The auditory training group underwent an adaptive computer-based auditory training program in their homes, using bottom-up (sensory) and top-down (cognitive) training. Specifically, the authors used "brain fitness" cognitive training by Posit Science. The control group underwent a general education computer-based program in their homes. Both groups had the same total computer interface time, consisting of 40 hours over an 8-week period.
The authors report short-term training induced neural plasticity (in older adults) and a partial reversal of age related decline with regard to neural temporal precision was observed. They state "cognitive engagement was an important component of the study.

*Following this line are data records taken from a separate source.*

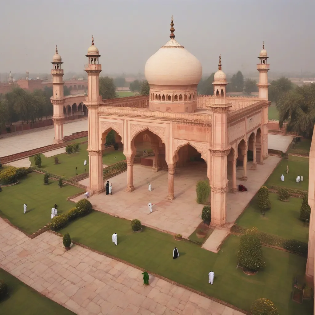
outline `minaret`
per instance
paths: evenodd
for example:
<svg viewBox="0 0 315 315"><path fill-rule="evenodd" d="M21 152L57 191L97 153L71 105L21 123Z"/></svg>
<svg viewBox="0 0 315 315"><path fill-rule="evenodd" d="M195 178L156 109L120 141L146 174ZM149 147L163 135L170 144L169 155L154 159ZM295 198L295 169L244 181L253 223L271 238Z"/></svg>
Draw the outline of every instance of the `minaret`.
<svg viewBox="0 0 315 315"><path fill-rule="evenodd" d="M53 69L50 73L53 76L53 96L50 98L50 101L54 107L54 114L52 120L55 127L55 137L54 142L55 143L64 142L63 140L63 124L65 116L63 113L63 107L65 99L63 95L64 82L62 79L63 69L61 68L61 56L58 53L57 46L56 52L53 57Z"/></svg>
<svg viewBox="0 0 315 315"><path fill-rule="evenodd" d="M226 99L226 76L222 71L221 56L219 68L212 83L213 103L209 105L212 113L211 163L208 166L211 186L211 223L221 226L226 223L227 191L227 156L231 146L228 142L227 113L232 107Z"/></svg>
<svg viewBox="0 0 315 315"><path fill-rule="evenodd" d="M90 192L98 194L105 190L103 180L103 161L102 148L99 132L99 119L97 109L99 105L103 103L100 95L100 73L102 66L99 64L100 57L98 49L94 45L92 36L92 44L85 55L88 62L84 70L88 73L88 96L84 104L89 110L89 152L90 174Z"/></svg>
<svg viewBox="0 0 315 315"><path fill-rule="evenodd" d="M258 87L260 98L268 100L268 83L267 73L270 65L267 63L268 57L267 51L265 49L265 43L262 43L262 49L259 54L259 63L257 65L257 70L259 72L259 83ZM261 117L261 134L262 135L262 156L266 159L268 157L268 103L263 107ZM262 161L261 161L262 162Z"/></svg>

In the auditory training program, five of the six exercises combined adaptive demands on short-term memory and perception of consonant-vowel syllables…the training…engaged both memory and attention to perform the tasks accurately…."
Auditory-based cognitive training has (therefore) been shown to partially restore temporal processing abilities related to age-related neural slowing.
For More Information, References, and Recommendations
Anderson S, White-Schwoch T, Parbery-Clark A, Kraus N. (2013) Reversal of age-related neural timing delays with training. Proceedings of the National Academy of Sciences.